Genotype-phenotype correlations in specific granule deficiency: Loss of DNA-binding ability and impaired nuclear localization cause severe manifestations due to the c.655_665del CEBPE variant.

Abstract

Introduction: Specific granule deficiency (SGD)-a rare innate immune disorder-is classified into types 1 and 2 (SGD-1 and -2). SGD-1 is caused by variants of the CCAAT/enhancer-binding protein epsilon (C/EBPε) gene.

Methods: We assessed the molecular mechanisms underlying C/EBPε dysfunction in SGD-1, caused by the frameshift variant (c.655_665del; del11) that we previously reported. We compared the functions of del11 with those of the previously reported p.Arg247_Ser248del (ΔRS) variant and wild-type (WT) C/EBPε.

Results: Forced expression in embryonic stem cells revealed that both the del11 and ΔRS variants inhibited C/EBPε-mediated target gene induction, indicating a loss of transcriptional activity. In NIH3T3 cells, WT and ΔRS C/EBPε were localized to the nucleus, whereas del11 C/EBPε showed cytoplasmic retention and induced morphological changes in expressing cells. Protein-protein interaction analyses demonstrated that both mutants failed to interact with the transcription factors GATA-binding protein 1 and purine-rich box-1. DNA-binding assays revealed that del11 C/EBPε completely lost its ability to bind to target DNA sequences, whereas WT and ΔRS C/EBPε retained binding capacity. Thus, del11 disrupts multiple C/EBPε functions, including nuclear localization, DNA-binding, and protein interactions.

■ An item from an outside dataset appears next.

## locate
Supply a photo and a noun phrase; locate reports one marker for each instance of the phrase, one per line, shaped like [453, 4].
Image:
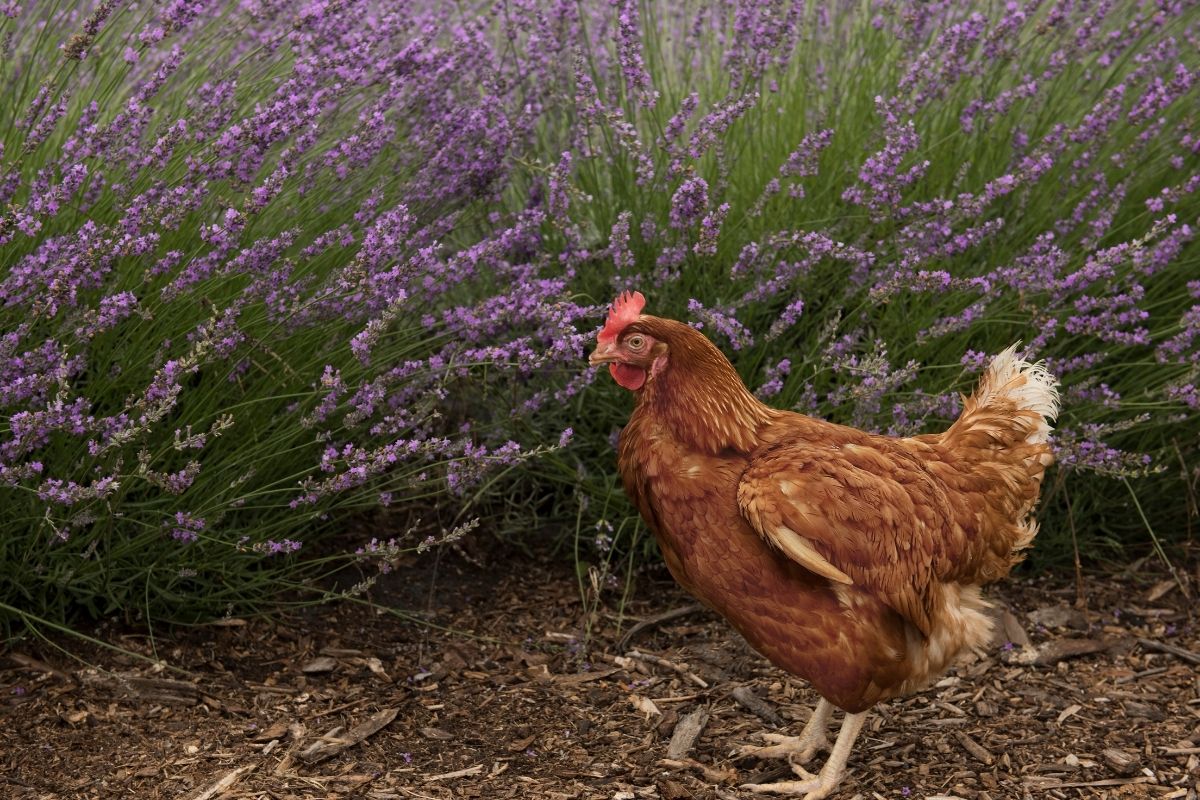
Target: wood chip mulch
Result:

Conclusion: Based on these functional differences, we propose a novel classification of SGD-1 into types 1a and 1b (SGD-1a and -1b). Patients with SGD-1b, -associated with nonsense and frameshift variants, such as del11, -exhibit more severe clinical phenotypes than those with SGD-1a, -associated with missense variants and in-frame deletions. This study offers novel insights into the pathogenesis of SGD and genotype-phenotype correlations, potentially informing the development of future therapeutic strategies.